1*wigcg2cOMdiqq3y2Qrgk2w.png

Refactoring in Python is not that hard

In this article, I will walk you through:

The signs of need for refactoring.
What is considered refactoring?
What to do before refactoring?
Step by step guide to restructuring Python package

The examples are written specifically with Python in mind. However, the general principles shall hold true across all languages.

The signs of need for refactoring

Your versions are no longer supported. The best written code will still be obsolete after some time.
You want the new features in newer versions of frameworks, libraries or even programming language.
Your code was written quick and dirty with tons of technical debts.
Your code is hard to navigate. Countless indirect access.
Not comply with standards, style guides, conventions.

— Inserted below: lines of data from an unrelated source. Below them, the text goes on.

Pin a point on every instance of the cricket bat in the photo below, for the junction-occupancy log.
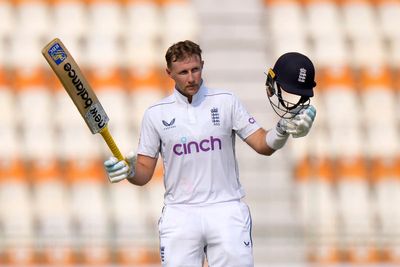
(77, 87)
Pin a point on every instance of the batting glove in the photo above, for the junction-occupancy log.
(120, 170)
(301, 124)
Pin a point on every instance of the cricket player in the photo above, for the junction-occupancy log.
(194, 131)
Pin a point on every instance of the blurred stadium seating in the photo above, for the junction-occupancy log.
(330, 199)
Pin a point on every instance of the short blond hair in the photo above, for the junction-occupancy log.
(181, 50)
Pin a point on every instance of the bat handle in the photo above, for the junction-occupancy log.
(111, 143)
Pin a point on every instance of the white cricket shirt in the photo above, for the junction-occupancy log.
(197, 143)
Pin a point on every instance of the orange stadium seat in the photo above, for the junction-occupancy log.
(318, 207)
(25, 10)
(111, 91)
(359, 19)
(388, 12)
(69, 19)
(145, 89)
(380, 126)
(34, 102)
(142, 34)
(385, 174)
(180, 22)
(16, 214)
(105, 17)
(74, 139)
(8, 118)
(286, 23)
(52, 213)
(323, 18)
(354, 205)
(144, 19)
(90, 210)
(7, 16)
(340, 97)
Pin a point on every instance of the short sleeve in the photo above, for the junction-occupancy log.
(149, 140)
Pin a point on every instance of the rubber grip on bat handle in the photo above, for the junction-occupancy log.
(111, 144)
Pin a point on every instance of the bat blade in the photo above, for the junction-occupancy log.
(80, 91)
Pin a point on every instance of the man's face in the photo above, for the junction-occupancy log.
(187, 75)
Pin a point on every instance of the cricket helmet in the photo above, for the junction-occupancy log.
(290, 84)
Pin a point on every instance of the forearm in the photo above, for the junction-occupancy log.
(258, 142)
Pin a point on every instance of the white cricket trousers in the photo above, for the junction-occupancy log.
(220, 232)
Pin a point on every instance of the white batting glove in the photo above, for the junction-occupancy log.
(120, 170)
(301, 124)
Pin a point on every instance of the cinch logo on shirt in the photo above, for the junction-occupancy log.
(195, 147)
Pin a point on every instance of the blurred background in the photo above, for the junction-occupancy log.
(331, 199)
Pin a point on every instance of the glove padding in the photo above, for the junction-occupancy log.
(299, 125)
(120, 170)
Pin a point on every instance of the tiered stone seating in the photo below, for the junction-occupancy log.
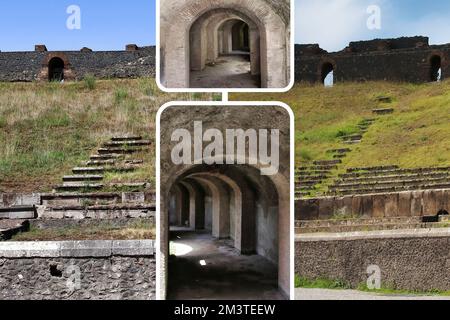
(365, 224)
(390, 179)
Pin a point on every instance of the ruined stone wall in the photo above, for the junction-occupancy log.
(108, 270)
(409, 260)
(402, 204)
(31, 66)
(404, 59)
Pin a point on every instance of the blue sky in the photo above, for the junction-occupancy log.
(109, 25)
(334, 23)
(105, 24)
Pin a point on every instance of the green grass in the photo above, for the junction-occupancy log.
(136, 230)
(320, 283)
(49, 128)
(90, 82)
(416, 135)
(391, 291)
(330, 284)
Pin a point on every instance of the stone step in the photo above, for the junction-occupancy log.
(134, 162)
(79, 187)
(355, 137)
(379, 168)
(304, 183)
(324, 173)
(117, 211)
(126, 138)
(99, 157)
(97, 170)
(302, 194)
(327, 162)
(78, 178)
(388, 190)
(121, 151)
(355, 221)
(394, 177)
(363, 227)
(382, 171)
(389, 183)
(129, 143)
(305, 188)
(343, 150)
(98, 198)
(368, 120)
(100, 163)
(311, 177)
(18, 212)
(384, 99)
(383, 111)
(133, 185)
(353, 142)
(9, 228)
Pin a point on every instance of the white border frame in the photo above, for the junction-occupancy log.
(223, 90)
(292, 179)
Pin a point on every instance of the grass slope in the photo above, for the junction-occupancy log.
(48, 128)
(416, 135)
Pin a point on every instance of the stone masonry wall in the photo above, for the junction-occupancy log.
(416, 260)
(31, 66)
(86, 270)
(403, 59)
(403, 204)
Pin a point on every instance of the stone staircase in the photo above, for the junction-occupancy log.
(367, 224)
(117, 156)
(309, 178)
(86, 192)
(389, 179)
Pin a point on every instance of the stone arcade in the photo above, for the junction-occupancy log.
(212, 33)
(407, 59)
(232, 220)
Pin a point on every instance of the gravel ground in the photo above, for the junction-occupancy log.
(323, 294)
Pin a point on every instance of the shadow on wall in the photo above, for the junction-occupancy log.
(218, 29)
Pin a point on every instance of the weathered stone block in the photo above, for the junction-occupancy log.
(391, 205)
(379, 205)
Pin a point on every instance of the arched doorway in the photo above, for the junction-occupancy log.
(56, 70)
(225, 51)
(229, 248)
(327, 74)
(436, 68)
(198, 41)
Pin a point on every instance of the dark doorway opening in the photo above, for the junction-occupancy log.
(435, 69)
(241, 37)
(56, 70)
(327, 74)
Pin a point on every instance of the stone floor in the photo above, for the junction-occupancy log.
(230, 71)
(203, 268)
(353, 295)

What is considered as refactoring?

The term refactor, covers a broad array of actions and definitions. While the term itself generally lead to a common goal, which is a cleaner, better code base, there are still a lot of actions can be considered as ‘refactoring’.

Upgrade your dependencies to newer version
Rename your code functions, classes, modules, etc
Reorganize your code base, moving a function from a file to another
Improve implementation of a function to increase performance
Reformat your code to make it standards compliant

Before Refactoring

In spite of distinction from one programming language to another, there are generally some steps and principles to be held while refactoring.

Step 1: Get A Glimpse of Your Code Quality.

Run static analysis tools. Static analysis tools gives you a summary report with quantitative statistics that can be compared while refactoring from time to time.

In Python, I personally use Prospector, a static analysis suite encompasses other tools such as pep8, Pylint, etc. The best thing I like about Prospector is its ability to detect and adapt to the frameworks I use (Django, Celery).

There are 3000+ messages found. The messages found should be vastly reduced after refactoring.

There are 3000+ messages found. The messages found should be vastly reduced after refactoring.

Do note that not all messages found are valid, there is a chance of false positive.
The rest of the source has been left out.